Researchers at Texas A&M University have created a new way to predict the amount of natural resources.
Texas A&M University researchers have designed a reinforcement-based algorithm that automates the process of predicting the properties of the underground environment, facilitating the accurate forecasting of oil and gas reserves.
The technology would be put into the drilling well bores that contain data censors which sends messages to each other to better map underground oil and gas reserves.
By introducing this algorithm, A&M experts hope for better predictions of where to drill for natural resources.
Simulating the geology of the underground environment can greatly facilitate forecasting of oil and gas reserves, predicting groundwater systems and anticipating seismic hazards. Depending on the intended application, boreholes serve as exit sites for oil, gas and water or entry sites for excess atmospheric carbon dioxide that need to be trapped underground.

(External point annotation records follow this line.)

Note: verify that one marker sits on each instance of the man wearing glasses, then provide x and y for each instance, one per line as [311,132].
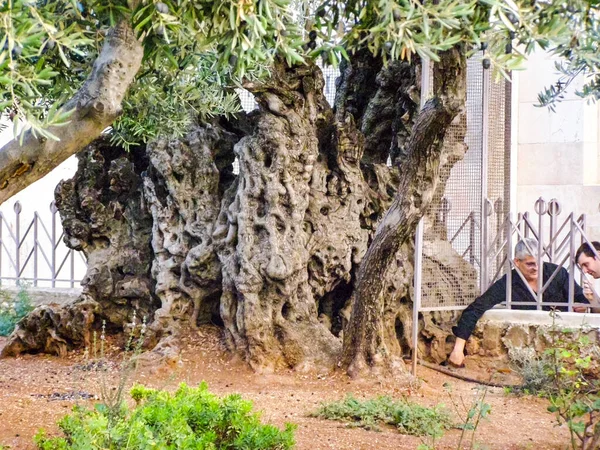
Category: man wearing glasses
[590,265]
[526,261]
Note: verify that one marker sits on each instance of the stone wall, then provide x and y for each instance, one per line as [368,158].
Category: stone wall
[500,329]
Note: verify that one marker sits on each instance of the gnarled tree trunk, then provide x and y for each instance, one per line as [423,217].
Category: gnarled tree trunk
[274,252]
[368,345]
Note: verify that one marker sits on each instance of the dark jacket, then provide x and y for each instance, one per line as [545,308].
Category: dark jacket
[557,291]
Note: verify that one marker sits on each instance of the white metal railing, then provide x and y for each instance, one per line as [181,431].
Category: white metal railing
[33,251]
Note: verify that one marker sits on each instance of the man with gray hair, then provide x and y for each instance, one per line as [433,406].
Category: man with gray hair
[526,262]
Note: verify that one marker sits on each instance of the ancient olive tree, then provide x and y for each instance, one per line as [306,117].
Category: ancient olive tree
[304,256]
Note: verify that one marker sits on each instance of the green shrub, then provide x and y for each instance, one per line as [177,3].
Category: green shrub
[408,417]
[191,418]
[533,369]
[13,309]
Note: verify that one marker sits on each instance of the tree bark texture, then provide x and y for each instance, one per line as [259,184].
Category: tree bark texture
[103,215]
[95,106]
[368,345]
[272,254]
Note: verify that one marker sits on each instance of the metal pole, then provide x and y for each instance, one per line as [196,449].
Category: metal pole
[35,247]
[17,209]
[572,262]
[417,291]
[425,65]
[509,255]
[485,136]
[72,261]
[53,254]
[540,209]
[472,238]
[1,242]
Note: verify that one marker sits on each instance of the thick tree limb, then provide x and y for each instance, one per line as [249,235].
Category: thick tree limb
[97,104]
[365,345]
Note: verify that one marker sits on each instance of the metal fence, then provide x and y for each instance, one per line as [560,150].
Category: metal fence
[32,250]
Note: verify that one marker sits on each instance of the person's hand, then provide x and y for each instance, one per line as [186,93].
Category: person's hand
[457,357]
[589,293]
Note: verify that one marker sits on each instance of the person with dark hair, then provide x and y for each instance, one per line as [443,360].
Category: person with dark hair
[590,265]
[526,262]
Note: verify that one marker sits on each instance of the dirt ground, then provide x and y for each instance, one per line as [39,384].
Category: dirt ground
[36,390]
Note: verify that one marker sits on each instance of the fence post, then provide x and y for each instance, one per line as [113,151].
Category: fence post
[572,251]
[499,210]
[485,137]
[554,210]
[1,242]
[53,211]
[35,247]
[509,246]
[17,208]
[472,238]
[540,209]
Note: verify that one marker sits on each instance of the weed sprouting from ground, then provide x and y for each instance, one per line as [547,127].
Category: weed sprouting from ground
[189,418]
[409,418]
[533,369]
[470,414]
[13,308]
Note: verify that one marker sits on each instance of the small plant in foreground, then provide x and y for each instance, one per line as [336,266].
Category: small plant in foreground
[533,369]
[469,414]
[191,418]
[408,417]
[574,396]
[13,309]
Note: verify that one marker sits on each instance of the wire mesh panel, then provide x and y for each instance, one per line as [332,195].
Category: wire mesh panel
[474,189]
[498,170]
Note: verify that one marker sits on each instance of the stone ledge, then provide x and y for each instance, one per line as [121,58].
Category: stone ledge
[44,296]
[563,319]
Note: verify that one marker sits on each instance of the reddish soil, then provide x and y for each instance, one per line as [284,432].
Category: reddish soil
[36,390]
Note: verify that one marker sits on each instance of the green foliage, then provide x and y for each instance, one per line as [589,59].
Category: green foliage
[408,417]
[574,396]
[12,309]
[470,414]
[191,418]
[533,369]
[197,52]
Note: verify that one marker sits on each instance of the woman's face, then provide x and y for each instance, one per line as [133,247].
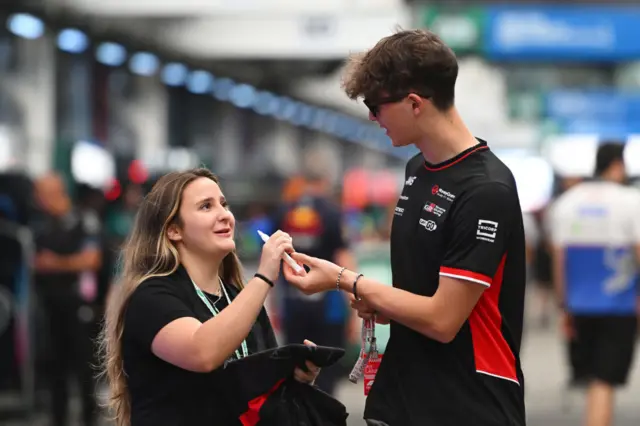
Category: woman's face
[207,223]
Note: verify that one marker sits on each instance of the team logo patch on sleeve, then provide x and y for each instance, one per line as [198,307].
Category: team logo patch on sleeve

"Once you understand how these things are connected, you can then plan where to drill next. You can then plan how can you maintain and manage pressure. You can improve the recovery of the oil," said Siddharth Misra, associate professor in the Harold Vance Department of Petroleum Engineering and the Department of Geology and Geophysics.
The researchers found that within 10 iterations of reinforcement learning the algorithm was able to correctly and very quickly predict the properties of simple subsurface scenarios.
The algorithm is described in the December issue of the journal Applied Energy.